Ma fille est née par césarienne d’urgence. Elle n’avait presque plus de sang dans son corps. Elle était en hémorragie chronique avant même d’avoir poussé son premier cri. Et les statistiques ne jouaient pas en sa faveur…
On pense que ce genre de catastrophe arrive seulement aux autres, surtout quand il est question d’un événement magique qu’on planifie pendant neuf longs mois. Avec le recul, cette préparation quasi olympique me semble un peu utopique. Quoi de plus imprévisible que la naissance?

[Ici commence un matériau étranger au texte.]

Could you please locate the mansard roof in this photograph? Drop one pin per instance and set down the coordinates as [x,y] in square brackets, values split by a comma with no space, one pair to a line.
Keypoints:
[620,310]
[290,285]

«Le culte de la performance laisse sa marque jusque dans la salle d’accouchement, me confirme Chantal Bournival, psychologue. On veut contrôler, planifier… L’accouchement est parfois envisagé comme un dépassement de soi, une expérience de vie qu’on peut réussir… ou rater. Capituler pour l’épidurale ou avoir une césarienne peut être vécu comme le premier échec de notre nouvelle vie de maman.»
Devrait-on alors concevoir notre futur accouchement en envisageant tous les scénarios possibles, y compris celui où le plus beau moment de notre vie pourrait tourner au cauchemar? «La meilleure façon de se préparer, c’est plutôt de se répéter qu’on fera de notre mieux pour surfer sur les vagues qui se présenteront à nous en temps et lieu, conseille la psychologue. Il faut faire le deuil de cet accouchement visualisé dans le détail.»
Un processus que Mireille connaît bien: «Quand on m’a annoncé après 48 heures de travail que j’aurais une césarienne, j’ai beaucoup pleuré, racontetelle. J’en ai même été malade. J’ai toutefois mis ce deuil sur la glace pour m’occuper de ma puce qui nécessitait beaucoup de soins. Étrangement, c’est après la naissance de mes filles, au moyen de trois césariennes, que les regrets ont émergé. Chaque fois qu’une amie accouche naturellement, une petite voix en moi se demande pourquoi je n’ai pas eu cette chance.»
Une piste de solution pour faire le deuil de l’accouchement souhaité? Partager. Raconter. Assumer sa vulnérabilité.
«Un accouchement n’est jamais tout noir ou tout blanc, rappelle Chantal Bournival. On gagne à en parler dans toutes ses nuances, au lieu de vouloir se montrer forte à tout prix. C’est libérateur pour nous et rassurant pour les autres mamans!»
«Avec le recul, cette préparation quasi olympique me semble un peu utopique.»
Si le déroulement d’un accouchement échappe en grande partie à notre contrôle, mieux vaut donc remplacer les attentes et les plans réglés au quart de tour par la confiance et le lâcherprise. Une excellente répétition générale pour notre futur rôle de maman, où on ne contrôle ni les coliques ni les heures de sommeil, mais où on se laissera simplement porter par notre nouvel amour inconditionnel.